More recently, around 2010, the idea of the Data Lake emerged. Whereas Data Warehouses typically structure and organise their data into a set relational schema as it is ingested, the Data Lake pattern involves storing data which is unstructured or semi structured and leaving decisions about how the data will be processed and analysed until later when it is consumed. Data Lakes are also a better fit for data such as images, log files or other binary files and not just relational data. Finally, instead of being stored within a relational database as per the Warehouse, Lakes are typically stored on low cost Object Storage such as AWS S3 where the data is more open.

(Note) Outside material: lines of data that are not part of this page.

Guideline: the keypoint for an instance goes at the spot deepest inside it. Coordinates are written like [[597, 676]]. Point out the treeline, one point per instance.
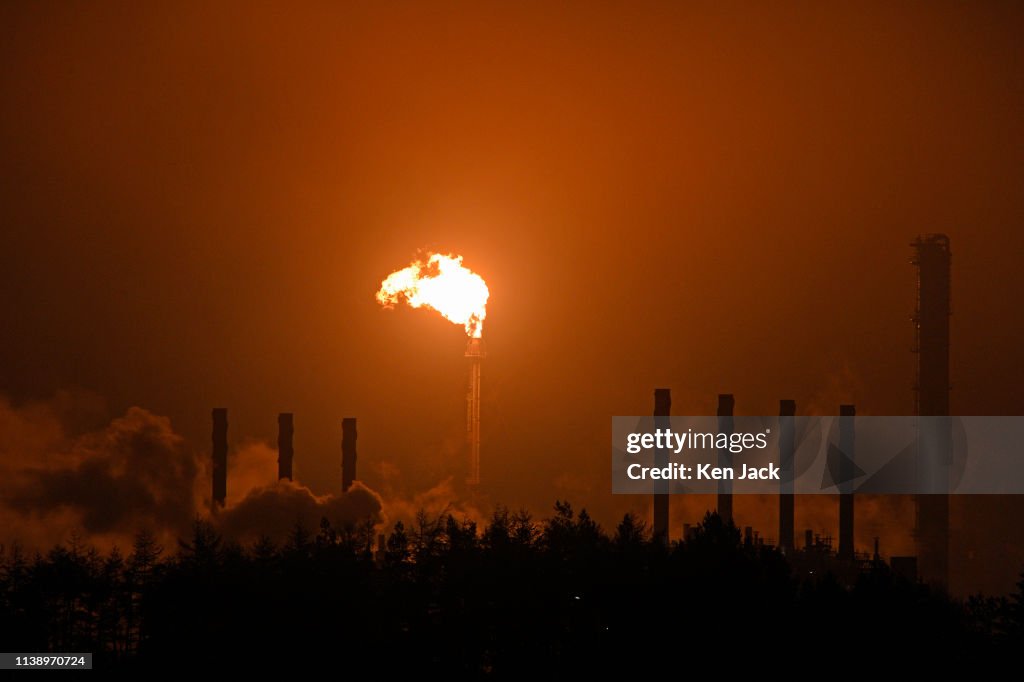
[[510, 599]]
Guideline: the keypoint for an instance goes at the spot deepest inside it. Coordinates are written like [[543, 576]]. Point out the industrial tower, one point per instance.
[[931, 322], [475, 353]]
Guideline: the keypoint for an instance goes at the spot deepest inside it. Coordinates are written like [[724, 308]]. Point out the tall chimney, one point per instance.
[[219, 456], [786, 450], [663, 408], [846, 468], [286, 430], [475, 352], [725, 406], [934, 259], [347, 453]]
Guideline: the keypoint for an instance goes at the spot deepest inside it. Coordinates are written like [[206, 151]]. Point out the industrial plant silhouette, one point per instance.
[[519, 596]]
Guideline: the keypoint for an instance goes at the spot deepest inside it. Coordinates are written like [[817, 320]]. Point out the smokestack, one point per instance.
[[846, 468], [347, 453], [285, 451], [725, 406], [219, 457], [934, 259], [475, 353], [786, 450], [663, 408]]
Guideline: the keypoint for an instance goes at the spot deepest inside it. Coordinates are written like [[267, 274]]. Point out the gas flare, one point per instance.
[[443, 284]]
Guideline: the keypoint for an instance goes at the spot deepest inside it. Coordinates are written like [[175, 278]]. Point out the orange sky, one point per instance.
[[199, 204]]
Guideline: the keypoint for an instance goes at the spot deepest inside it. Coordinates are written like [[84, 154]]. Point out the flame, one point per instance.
[[443, 284]]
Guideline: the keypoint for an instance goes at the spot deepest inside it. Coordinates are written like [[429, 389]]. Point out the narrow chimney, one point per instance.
[[663, 408], [725, 406], [347, 453], [934, 260], [219, 457], [286, 430], [846, 445], [786, 450]]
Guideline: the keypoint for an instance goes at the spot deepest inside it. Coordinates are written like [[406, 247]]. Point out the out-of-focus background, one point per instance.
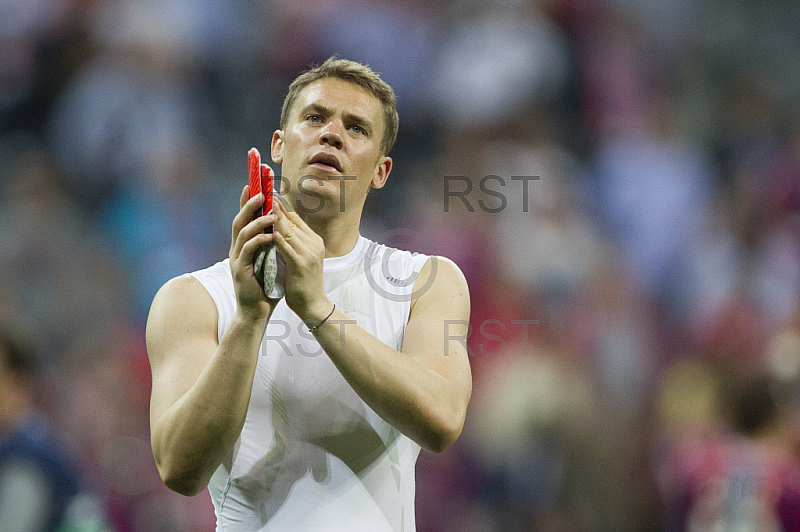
[[635, 315]]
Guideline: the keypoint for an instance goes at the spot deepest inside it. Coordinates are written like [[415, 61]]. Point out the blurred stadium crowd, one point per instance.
[[624, 301]]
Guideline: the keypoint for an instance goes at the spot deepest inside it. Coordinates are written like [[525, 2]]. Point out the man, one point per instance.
[[307, 413]]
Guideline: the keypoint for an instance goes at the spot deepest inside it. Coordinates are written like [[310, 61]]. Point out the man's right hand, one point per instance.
[[246, 238]]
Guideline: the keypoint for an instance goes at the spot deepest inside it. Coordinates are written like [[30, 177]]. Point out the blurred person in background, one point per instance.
[[739, 472], [37, 480]]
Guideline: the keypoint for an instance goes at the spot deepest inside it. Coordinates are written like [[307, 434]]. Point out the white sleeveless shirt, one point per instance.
[[312, 456]]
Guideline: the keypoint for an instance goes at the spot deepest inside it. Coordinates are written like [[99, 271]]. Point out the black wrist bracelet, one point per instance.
[[315, 327]]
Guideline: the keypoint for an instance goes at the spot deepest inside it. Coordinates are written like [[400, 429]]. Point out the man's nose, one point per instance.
[[332, 134]]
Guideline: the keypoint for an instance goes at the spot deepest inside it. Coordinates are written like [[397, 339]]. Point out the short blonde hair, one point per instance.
[[358, 74]]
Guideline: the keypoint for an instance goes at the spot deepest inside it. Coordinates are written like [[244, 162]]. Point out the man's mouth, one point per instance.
[[327, 162]]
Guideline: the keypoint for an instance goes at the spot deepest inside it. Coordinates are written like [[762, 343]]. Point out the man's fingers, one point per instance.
[[285, 248], [249, 231], [294, 217], [246, 213], [247, 254]]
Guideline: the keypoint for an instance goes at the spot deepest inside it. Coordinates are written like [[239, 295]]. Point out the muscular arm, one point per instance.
[[201, 385], [423, 389]]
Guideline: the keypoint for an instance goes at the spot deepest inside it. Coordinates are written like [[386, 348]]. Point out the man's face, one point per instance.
[[334, 130]]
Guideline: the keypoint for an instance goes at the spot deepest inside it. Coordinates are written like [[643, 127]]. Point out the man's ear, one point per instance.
[[382, 172], [277, 146]]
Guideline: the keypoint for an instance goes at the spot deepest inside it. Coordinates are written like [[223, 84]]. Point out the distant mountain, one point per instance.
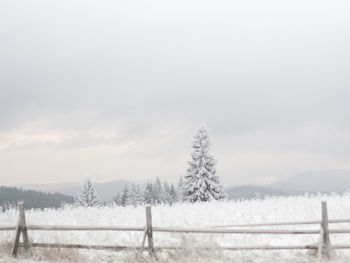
[[315, 181], [253, 191], [32, 199], [106, 191]]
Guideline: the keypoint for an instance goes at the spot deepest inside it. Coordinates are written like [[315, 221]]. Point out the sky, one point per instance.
[[116, 89]]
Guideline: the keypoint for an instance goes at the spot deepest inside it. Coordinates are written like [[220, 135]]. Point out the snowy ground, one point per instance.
[[274, 209]]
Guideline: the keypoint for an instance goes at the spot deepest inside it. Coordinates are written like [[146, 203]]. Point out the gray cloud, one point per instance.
[[259, 74]]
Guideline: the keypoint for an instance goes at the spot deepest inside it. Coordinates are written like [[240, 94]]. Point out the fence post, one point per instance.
[[149, 229], [325, 249], [21, 228]]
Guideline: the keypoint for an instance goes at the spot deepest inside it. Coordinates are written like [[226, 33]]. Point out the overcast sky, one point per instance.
[[115, 89]]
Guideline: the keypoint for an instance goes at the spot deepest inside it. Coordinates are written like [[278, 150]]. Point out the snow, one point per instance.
[[272, 209]]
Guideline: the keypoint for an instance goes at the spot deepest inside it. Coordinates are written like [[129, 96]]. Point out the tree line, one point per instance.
[[200, 184]]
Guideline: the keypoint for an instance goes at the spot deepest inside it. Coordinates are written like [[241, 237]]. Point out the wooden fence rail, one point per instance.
[[324, 248]]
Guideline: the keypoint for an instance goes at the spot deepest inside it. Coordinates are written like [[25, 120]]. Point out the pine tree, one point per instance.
[[180, 190], [201, 182], [173, 195], [117, 199], [125, 195], [166, 197], [157, 192], [148, 195], [88, 196], [134, 196]]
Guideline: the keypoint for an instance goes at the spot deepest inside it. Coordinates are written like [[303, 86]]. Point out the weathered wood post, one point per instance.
[[149, 229], [21, 228], [325, 249]]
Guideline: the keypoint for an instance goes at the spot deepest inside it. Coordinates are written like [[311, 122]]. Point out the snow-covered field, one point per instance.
[[273, 209]]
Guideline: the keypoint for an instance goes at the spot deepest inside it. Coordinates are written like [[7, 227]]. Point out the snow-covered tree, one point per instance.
[[148, 195], [157, 192], [125, 195], [117, 199], [173, 195], [88, 196], [180, 190], [201, 182], [134, 196]]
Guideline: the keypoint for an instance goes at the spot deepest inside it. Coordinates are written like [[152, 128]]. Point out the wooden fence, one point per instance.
[[323, 249]]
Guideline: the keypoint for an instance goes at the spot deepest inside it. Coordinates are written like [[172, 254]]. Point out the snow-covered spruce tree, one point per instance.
[[157, 192], [117, 199], [125, 195], [201, 182], [180, 190], [88, 196], [134, 196], [148, 194]]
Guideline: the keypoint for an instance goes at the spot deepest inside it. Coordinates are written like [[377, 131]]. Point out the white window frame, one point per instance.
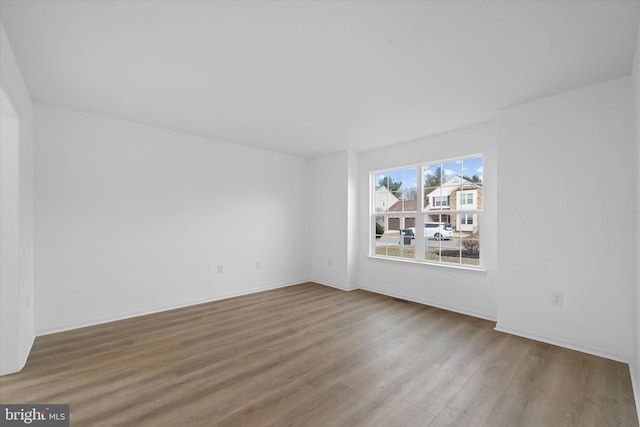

This evolution in approach has led to a situation where organisations have both Data Warehouses and Data Lakes within their organisation, and indeed multiple instances of each. Sometimes, the Lake is simply the more modern, strategic and widely used solution, whereas the Warehouse is legacy. In other instances, the two are integrated so that data is exchanged between the two, for instance by surfacing Lake data to Data Analysts through a relational Warehouse.
Recently, there has been considerable interest in combining the concepts into what is referred to a single Data Lakehouse. This involves taking the best of the Data Warehouse and Data Lake and delivering them together with one technology solution and one copy of the data. This is a fairly significant technology ask, but if it can be delivered, it has significant benefits:
- Only one technology platform needs to be deployed and managed, reducing cost, overhead and improving time to value;
- This shared data source can be used by Data Analysts and Data Scientists who can adopt common tooling and patterns;
- All data can be stored in the more modern lake structure, avoiding much of the painful ETL development, whilst also giving data analysts the organised and structured interface they need;
In practice, the Data Lakehouse pattern can be thought of as providing a layer over the top of the unstructured Lake, which makes it look like more a Data Warehouse. For instance, by adding the following capabilities over a Data Lake:
- Introducing the concept of relational tables over the unstructured data files;
- Exposing a SQL layer and query engine for querying and updating this data;
- Implementing database mechanisms such as constraints on top of the data;
- Implementing ACID transactions over the data lake.
Again, Databricks have the lead in developing this capability of integrating the Data Warehouse and Data Lake, but they are by no means the only vendor on this journey. Snowflake for instance is moving away from marketing itself as a Data Warehouse to becoming more of a Data Platform, whilst the Azure Synapse Analytics is also bringing this to life in an Azure native solution.
Data Lakehouse can sound like a marketing buzzword, but there is real substance behind it and I believe it is likely to be one of the big transformation stories for data strategy in the enterprise going forward.